In the USA, roughly speaking, everybody has a gun. This big awful fact stares you in the face. Europeans find it inexplicable. It’s just so obvious, why don’t the Americans prohibit these killing machines?
In France, roughly speaking, everybody smokes. I’ve arrived for a year, and it’s strange how this fact feels similar. Americans find it incomprehensible. It’s just so obvious, why don’t the French just quit?
I feel oddly optimistic about these pathologies. Eventually, sloppily, rationality more or less prevails. The Americans will lose their guns one day, and the French will lose their cigarettes. But it will take generations, for habits seep into us, and we come to feel they are part of our identity. I’m sitting outside a bar right now in Vieux Lyon, smoke all around, and the very smokiness adds to that agreeable feeling of Frenchness.
[24 Oct 2017]
It’s so tough being British and having no room for improvement.

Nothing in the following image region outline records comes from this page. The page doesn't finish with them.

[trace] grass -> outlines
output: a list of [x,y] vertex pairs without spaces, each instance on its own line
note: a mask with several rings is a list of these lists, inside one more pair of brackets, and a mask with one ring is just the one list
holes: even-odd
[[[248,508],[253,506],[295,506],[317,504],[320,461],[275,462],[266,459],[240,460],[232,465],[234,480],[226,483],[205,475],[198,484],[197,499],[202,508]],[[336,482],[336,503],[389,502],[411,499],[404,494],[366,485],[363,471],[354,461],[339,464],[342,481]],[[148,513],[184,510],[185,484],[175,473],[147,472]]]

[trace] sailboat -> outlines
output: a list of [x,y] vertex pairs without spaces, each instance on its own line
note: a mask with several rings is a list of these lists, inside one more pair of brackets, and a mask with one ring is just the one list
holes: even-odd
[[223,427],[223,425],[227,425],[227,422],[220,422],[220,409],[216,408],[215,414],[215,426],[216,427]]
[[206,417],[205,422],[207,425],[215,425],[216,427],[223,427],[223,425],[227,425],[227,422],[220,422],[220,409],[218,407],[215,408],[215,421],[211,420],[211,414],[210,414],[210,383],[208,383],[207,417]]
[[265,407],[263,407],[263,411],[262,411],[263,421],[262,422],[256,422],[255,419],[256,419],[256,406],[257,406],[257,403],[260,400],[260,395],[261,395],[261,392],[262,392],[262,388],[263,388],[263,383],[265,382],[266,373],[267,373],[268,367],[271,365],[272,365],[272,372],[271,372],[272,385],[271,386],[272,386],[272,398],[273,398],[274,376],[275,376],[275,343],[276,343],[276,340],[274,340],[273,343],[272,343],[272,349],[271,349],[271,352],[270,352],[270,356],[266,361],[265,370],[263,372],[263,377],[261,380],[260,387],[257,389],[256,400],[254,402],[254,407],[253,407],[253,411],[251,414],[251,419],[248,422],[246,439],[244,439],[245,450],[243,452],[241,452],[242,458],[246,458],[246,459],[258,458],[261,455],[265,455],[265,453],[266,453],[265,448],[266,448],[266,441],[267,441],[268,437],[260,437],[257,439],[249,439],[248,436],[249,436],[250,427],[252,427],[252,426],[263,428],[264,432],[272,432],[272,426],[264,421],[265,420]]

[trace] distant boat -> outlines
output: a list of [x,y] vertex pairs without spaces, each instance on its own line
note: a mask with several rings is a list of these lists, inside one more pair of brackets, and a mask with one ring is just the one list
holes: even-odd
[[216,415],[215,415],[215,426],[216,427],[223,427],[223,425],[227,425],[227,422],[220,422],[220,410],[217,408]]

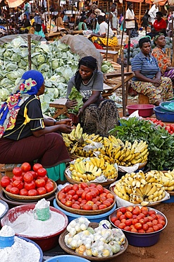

Seems we are contemplating similar issues from different perspectives. One small step forward on guns in America, is the exhibition we are currently putting together at SAQA titled, Guns: Loaded Conversations. The entries will be submitted to the juror to select from tomorrow with the accepted artists being publicized in December. No surprise there are entries dealing with Stoneybrook, Pulse, Las Vegas, Trayvon, guns in homes, domestic abuse and yes, hunting, childhood games of cowboys and Indians, and skeet shooting. The exhibit will open at the San Jose Museum of Quilts and Textiles on April 22, 2018.